Covariance tells you how closely related two variables are. Here, we will explain what covariance is, as well as showing you step by step everything you need to know to calculate it!

Hi, I'm Dr. Shah. I was the national lecture competition winner in 1999, and I'm the maths master at Mathschool.

Now, ready for a new way of doing maths? How to calculate covariance? Covariance is used when we have bivariate data. That is, we have x's and y's, and we want to see if those two are varying together, or if they just quite randomly, they're not connected to each other. So, covariance is a measure of how much x and y vary together.

So in order to calculate covariance, first we're going to have to learn a few simpler things. First thing we need to be able to do is find the mean of x, and the variance of x. And we need to find the mean of y, and the variance of y.

So to find the mean of x, which I'm going to call x-bar, I add up all the x values. So, add them all up, and that should give me 45. Count how many there are, well I can see there's 1, 2, 3, 4, 5, 6, 7, 8, 9.

And so my mean of x, is 5. So, first thing we're going to do is find the mean of x, done that. Next thing we're going to do is find the variance of x.

Now, the variance of x is sigma x-squared over n, minus the mean squared. Well, the mean we've just worked out is 5. Sigma x-squared means I've got to square all of these values and add them up.

So 1 squared plus 2 squared plus 3 squared plus 4 squared plus 5 squared 6 squared 7 squared 8 squared 9 squared, all added up together. And you do that on the calculator, and you should get two eight five as your answer for that. N is still 9, there are still 9 values.

And so, n we're going to replace with 9. And we said before that the mean of x is 5, so 5 squared. And you work that out again on the calculator, and you get 20 over 3.

So there's my variance of x. So we now know the mean of x and the variance of x. So I'm going to put those aside, and then carry on to work out the next thing.

So just in the same way as we found the mean of x and the variance of x, we're going to do the same for the y values. So, the mean of y is found by adding up all of the y values. Again, sticking them in the calculator, you should get 72 as your answer.

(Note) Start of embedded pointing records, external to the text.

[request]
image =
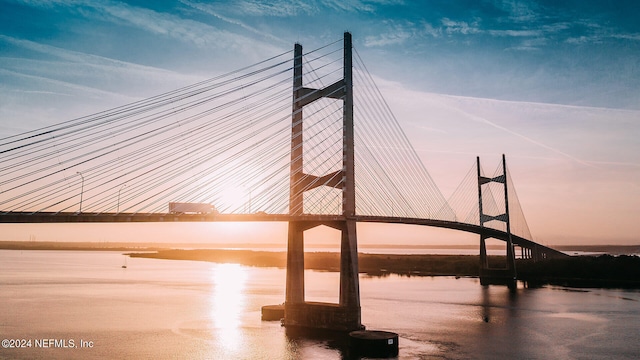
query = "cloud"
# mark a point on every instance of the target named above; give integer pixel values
(210, 10)
(460, 27)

Divide it by how many there are: 1, 2, 3, 4, 5, 6, 7, 8, 9, and so the mean of y is 8. And we also need the variance of y. Variance of y is found by sigma y squared over n minus y-bar squared.

So, same formula as the variance of x, except we're just using the letters y here. We know our mean of y, which we worked out before was 8. So that's 8 squared.

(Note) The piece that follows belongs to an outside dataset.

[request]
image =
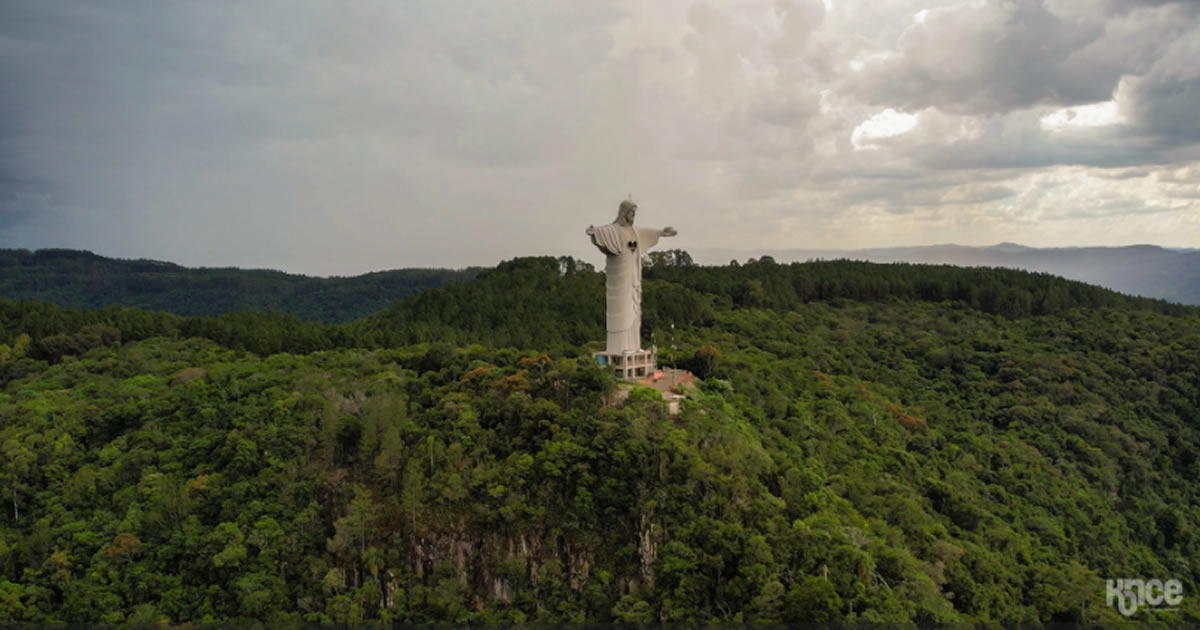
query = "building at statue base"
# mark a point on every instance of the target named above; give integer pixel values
(629, 365)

Our sigma y squared is going to be 5 squared and 4 squared and 5 squared and 6 squared and 8 squared and 9 squared and 10 squared and 13 squared and 12 squared all added together. Again, you do that on your calculator, and that will give you 660. And divided by n, 1, 2, 3, 4, 5, 6, 7, 8, 9 as in every case.

And so that gives you an answer of 28 over 3. And again, I'll store these numbers. So my mean of y was 8, and my variance of y was 28 over 3.

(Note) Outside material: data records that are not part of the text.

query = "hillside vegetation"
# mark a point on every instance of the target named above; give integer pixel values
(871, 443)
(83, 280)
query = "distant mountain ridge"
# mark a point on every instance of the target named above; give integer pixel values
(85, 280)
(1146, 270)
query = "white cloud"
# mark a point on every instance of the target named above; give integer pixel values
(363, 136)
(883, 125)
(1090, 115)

So now, to work out the covariance, we're going to add another row onto this table, which is going to be called xy, and to work that out, we're going to multiply the x values by the y values. So, 1 times 5, 5. 2 times 4, 8.

3 times 5, 15. 4 times 6, 24. 5 times 8 is 40.

6 times 9 is 54. 70, 8 times 13 is 104, and 9 times 12 is 108. Now that we've done that, we're going to work out the covariance in the same sort of way.

Covariance xy is sigma xy over n minus mean of x, mean of y. You'll notice how it's similar to the equation we used for variance of x and variance of y. Variance of x was sigma x squared, or xx, this is xy.

And here you'd have x bar times x bar, and here we've got x bar times y bar. So to notify the fact that we're not just using x, we're using x and y together this time. Our sigma xy is found by adding all of these together, so we add all of these together.

Again, sticking that into the calculator, that gives you 428. Our n is still 9, there's 9 values. Our mean of x, we worked out before, is 5.